There is huge buzz around European banks stress test. There have been tests before as well but did not exude enough confidence.

Wharton Prof Richard Herring discusses what is new in these tests and do we finally know the true status of European banks.

The basic complications over who shall fund the bill remain despite ECB coming into the picture now:

So this [stress test] is more of a true exam than a little minor quiz, which seems to be what they had in the past.

Herring: We still don’t know for sure because only time will tell, but there’s every reason to believe it was much more serious. They were very much aware, first of all, that the odds are higher because after this, the ECB owns the problem. So, if you accept a dodgy bank from one of the nation states, there are costs to everybody in the rest of Europe.

Secondly, they were aware of the tendency of a supervisor to perhaps be a little bit gentle with their own supervisees. And so they designed examination teams that included a national supervisor, but also a supervisor from another country and a supervisor that was hired by the ECB. You had essentially three different perspectives and a much greater chance that you were going to actually get it right.

One of the surprising things about the U.S. was when they finally got around to announcing the results of the stress test, we were already in a more stressful macro situation than the [worst case] stress scenario. So that, too, makes it a bit puzzling that it worked. In the European case, people have been concerned that [the test] didn’t consider what many people worry about in looking at Europe, such as a deflationary impact. So there are always issues about that.

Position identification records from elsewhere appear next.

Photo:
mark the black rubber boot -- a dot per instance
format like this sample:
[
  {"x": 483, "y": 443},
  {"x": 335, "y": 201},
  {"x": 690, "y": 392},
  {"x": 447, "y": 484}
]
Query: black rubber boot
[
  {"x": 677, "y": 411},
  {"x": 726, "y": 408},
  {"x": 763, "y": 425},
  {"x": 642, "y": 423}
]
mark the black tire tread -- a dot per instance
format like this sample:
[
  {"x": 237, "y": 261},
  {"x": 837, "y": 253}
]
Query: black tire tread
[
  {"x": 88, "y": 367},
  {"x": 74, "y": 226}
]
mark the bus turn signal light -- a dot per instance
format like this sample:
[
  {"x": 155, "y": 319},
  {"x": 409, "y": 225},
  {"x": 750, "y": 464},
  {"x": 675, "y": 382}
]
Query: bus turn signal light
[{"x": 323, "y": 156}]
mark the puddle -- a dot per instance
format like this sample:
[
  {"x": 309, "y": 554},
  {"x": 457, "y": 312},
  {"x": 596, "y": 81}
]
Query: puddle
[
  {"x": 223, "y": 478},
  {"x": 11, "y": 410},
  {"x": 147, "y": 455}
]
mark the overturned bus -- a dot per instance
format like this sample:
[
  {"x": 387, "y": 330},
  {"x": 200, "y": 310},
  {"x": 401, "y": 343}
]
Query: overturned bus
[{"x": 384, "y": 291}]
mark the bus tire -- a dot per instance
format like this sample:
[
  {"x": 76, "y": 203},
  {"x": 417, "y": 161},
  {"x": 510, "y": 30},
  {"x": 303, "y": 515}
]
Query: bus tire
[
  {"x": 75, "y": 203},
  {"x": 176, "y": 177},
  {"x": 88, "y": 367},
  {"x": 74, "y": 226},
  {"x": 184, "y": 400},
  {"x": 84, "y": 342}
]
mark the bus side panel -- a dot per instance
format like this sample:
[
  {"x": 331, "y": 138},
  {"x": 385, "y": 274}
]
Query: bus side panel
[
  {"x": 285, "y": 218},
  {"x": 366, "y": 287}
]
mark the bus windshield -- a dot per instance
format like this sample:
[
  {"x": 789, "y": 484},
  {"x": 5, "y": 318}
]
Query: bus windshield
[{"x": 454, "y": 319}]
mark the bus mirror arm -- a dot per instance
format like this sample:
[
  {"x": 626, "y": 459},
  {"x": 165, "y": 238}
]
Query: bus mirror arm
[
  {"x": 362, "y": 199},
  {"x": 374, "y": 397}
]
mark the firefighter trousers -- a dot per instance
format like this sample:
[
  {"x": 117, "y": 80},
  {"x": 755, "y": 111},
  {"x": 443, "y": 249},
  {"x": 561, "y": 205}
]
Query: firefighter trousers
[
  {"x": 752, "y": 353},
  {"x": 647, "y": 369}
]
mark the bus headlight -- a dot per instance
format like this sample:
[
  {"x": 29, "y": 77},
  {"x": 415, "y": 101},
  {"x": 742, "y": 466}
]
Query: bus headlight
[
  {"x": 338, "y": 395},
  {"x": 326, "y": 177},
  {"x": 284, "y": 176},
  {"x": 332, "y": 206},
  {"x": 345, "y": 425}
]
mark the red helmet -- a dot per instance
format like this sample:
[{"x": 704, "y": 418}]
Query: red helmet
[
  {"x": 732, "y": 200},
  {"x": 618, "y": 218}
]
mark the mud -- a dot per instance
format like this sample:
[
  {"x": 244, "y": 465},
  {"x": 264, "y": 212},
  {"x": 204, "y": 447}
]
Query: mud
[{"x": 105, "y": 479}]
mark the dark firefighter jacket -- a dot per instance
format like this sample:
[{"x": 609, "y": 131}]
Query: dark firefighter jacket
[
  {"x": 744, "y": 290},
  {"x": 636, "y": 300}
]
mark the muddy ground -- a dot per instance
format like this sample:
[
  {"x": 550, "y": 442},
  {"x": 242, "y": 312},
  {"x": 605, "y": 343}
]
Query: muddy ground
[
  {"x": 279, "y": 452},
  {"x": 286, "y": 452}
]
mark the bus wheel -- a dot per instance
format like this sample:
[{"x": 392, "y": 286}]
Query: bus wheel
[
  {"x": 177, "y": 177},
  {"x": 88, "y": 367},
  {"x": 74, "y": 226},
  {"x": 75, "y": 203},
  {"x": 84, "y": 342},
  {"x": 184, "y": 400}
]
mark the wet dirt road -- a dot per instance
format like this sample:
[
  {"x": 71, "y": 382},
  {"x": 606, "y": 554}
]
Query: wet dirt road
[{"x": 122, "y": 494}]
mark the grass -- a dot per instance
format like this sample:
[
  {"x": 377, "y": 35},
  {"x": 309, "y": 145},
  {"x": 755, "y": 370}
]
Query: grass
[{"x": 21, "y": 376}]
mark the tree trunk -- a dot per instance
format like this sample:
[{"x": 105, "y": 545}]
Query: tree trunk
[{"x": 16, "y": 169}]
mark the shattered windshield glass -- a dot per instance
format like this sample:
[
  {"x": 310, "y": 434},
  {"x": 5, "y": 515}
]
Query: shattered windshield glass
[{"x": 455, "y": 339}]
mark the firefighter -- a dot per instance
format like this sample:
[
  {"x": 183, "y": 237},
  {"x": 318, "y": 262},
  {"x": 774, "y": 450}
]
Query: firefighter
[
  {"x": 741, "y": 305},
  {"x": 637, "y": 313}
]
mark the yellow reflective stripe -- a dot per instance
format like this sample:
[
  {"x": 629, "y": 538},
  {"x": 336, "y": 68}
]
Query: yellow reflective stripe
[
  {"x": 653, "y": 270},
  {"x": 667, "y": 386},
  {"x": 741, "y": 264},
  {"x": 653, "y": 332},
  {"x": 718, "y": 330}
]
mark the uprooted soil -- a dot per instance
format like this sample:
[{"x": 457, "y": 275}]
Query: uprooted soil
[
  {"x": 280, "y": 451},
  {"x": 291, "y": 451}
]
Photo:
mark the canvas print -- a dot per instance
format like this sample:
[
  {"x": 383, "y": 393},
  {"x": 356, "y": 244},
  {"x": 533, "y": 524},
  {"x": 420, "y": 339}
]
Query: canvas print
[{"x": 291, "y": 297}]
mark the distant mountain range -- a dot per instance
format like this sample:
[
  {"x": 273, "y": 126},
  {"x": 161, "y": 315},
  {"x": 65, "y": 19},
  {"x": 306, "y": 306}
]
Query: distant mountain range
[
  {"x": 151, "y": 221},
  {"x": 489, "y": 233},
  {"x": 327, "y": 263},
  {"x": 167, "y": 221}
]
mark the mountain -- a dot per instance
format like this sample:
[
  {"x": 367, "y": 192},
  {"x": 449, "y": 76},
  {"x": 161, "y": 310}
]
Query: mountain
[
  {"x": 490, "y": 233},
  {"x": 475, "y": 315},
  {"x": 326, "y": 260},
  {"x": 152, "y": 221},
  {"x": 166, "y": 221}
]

But there are also technical issues about the way in which stress was measured. They looked to a definition of capital-to-risk-weighted assets that covered up at least two pretty serious problems. One, they used the definition of capital that included two categories of accounting terms that are no longer accepted internationally. One is they permitted banks to count deferred tax assets. That’s fine if you’re going to make profits in the future. But if you’re a bank that is headed for resolution, that’s not going to be worth anything. And [two,] they also permitted banks to count goodwill. You can ramp up good will however you like by simply overpaying the accountants, and make the charitable assumption that you knew what you were doing.

Knowledge@Wharton: It’s the ultimate asterisk?

Herring: Absolutely. And then the denominator is fudged, too, because they maintain the polite fiction that all government debt is riskless, that it will be repaid in full. Yet, one of the fundamental problems in Europe is that European banks tend to hold large amounts of sovereign debt. And although it’s diminished a lot since the crisis began, there are large amounts of cross border debt. If you assume the Euro’s going to work and that everybody will be repaid, there was a real tendency to put the higher interest rate stuff — that was in riskier countries — in your books.

Well as ECB does not hold govt debt, someone has to. In US Fed can owe the govt debt, so banks can shift to private sector assets. So ECB’s QE shall try and address this problem..

The markets reacted positively but we are still unsure. Markets react to anything and dump the same thing with equal gusto. So cannot take market reaction as a sign of confidence fairy.  So we will have to wait and see:

Knowledge@Wharton: What else should we know about this?

Herring: It all sounds like a within-the-EU kind of issue that is more than a little technical. But we actually do have a lot riding on it. If the European banking system doesn’t regain health, not only is it a problem for our financial system, but it’s a huge problem for the European economy. And they have been a significant source of aggregate demand in the world. We could hope that they would finally get there, not only for their sake but for everybody else’s as well.